The unspoken premise in the majority opinion is that where there’s a policy need, there’s a constitutional privilege. Don’t sweat the details: if a particular immunity “is required to safeguard the independence and effective functioning of the Executive Branch,” then, as the old Prego ad had it, “It’s in there!”

But as Prakash notes in his excellent (if misleadingly titled) 2015 book, Imperial from the Beginning: The Constitution of the Original Executive, “the chief executive does not have the right to any and all means that might seem to him required for carrying his powers into execution.” The president needs a lot of things to do his job: money, officers and departments that report to him, an army to be commander in chief—but constitutionally speaking, he’s only entitled to his salary. “Indeed, if all necessary powers were vested with the President as a matter of right, the President would be able to expend funds, raise armies and create offices at will.”

In “Prosecuting and Punishing Our Presidents,” Prakash allows that there may be legitimate policy reasons to provide the president some measure of immunity from criminal process, at least while he’s in office. But it’s hardly the Court’s job to conjure them from whole cloth.
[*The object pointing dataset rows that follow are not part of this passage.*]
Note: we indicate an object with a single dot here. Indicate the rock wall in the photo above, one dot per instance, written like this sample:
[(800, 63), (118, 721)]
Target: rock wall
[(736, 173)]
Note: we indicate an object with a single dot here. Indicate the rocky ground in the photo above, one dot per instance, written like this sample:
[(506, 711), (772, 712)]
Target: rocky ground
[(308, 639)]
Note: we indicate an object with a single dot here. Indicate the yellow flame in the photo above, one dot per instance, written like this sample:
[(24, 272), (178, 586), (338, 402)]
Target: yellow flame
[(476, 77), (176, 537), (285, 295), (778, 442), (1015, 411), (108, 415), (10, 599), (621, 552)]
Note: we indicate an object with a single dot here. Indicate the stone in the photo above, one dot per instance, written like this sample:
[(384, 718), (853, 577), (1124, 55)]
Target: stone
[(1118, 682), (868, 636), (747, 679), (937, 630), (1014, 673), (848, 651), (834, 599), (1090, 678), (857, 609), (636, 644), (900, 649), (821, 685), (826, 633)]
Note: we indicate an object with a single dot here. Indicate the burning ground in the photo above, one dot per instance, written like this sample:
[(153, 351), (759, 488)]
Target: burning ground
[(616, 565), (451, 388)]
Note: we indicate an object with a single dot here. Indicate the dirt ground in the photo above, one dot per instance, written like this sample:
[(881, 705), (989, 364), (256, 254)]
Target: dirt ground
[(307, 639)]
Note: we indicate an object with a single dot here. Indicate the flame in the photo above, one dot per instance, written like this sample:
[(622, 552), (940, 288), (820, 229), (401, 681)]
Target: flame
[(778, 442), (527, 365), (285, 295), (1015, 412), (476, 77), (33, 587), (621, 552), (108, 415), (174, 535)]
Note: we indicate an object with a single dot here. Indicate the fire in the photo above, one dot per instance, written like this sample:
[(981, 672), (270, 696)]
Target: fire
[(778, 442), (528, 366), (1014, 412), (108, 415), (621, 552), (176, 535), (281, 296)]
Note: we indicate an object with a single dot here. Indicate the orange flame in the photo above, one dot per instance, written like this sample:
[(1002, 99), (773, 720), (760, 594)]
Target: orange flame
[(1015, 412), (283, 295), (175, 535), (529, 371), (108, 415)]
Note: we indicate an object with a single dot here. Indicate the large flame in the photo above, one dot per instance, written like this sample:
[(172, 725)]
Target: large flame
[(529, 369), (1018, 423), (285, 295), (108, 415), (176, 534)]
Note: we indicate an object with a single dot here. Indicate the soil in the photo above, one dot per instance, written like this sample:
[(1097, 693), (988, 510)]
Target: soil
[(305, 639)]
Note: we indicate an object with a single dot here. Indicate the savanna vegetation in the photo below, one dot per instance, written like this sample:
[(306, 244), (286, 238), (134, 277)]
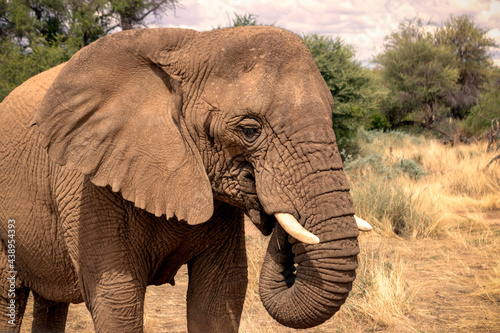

Legislating from the bench isn’t the only option, however; as Prakash notes, there’s also legislating, the legitimate, old-fashioned way. “Nothing precludes Congress from creating immunities the Constitution itself never established.” It could, via the Necessary and Proper Clause, grant the president everything the Roberts Court thinks he needs, or—moving with all due caution—enact “more targeted immunities”:

It could permit some prosecutions, say for non-jailable offenses, but bar prosecutions that might yield jail time. . . . Statutory solutions are superior. As compared to a constitutionally grounded immunity, statutes are easier to enact and repeal. If it subsequently appears that the genuine problem is not persecution of our presidents but their perceived criminality while in office, Congress can inter its statutory shields. Alternatively, if a minor tweak is needed here or there, Congress can readily fine-tune its law, broadening it in one area and contracting it in another.

In the days before the Court published its opinion, Trump:

escalated his vows to prosecute his political opponents, circulating posts on his social media website invoking “televised military tribunals” and calling for the jailing of President Biden, Vice President Kamala Harris, Senators Mitch McConnell and Chuck Schumer and former Vice President Mike Pence, among other high-profile politicians.”

How much did the possibility of criminal prosecution for official and quasi-official acts restrain Trump from making good on such threats last time around? Thanks to Roberts—whom no one can accuse of being “unduly cautious in the discharge of his official duties”—we may get to find out.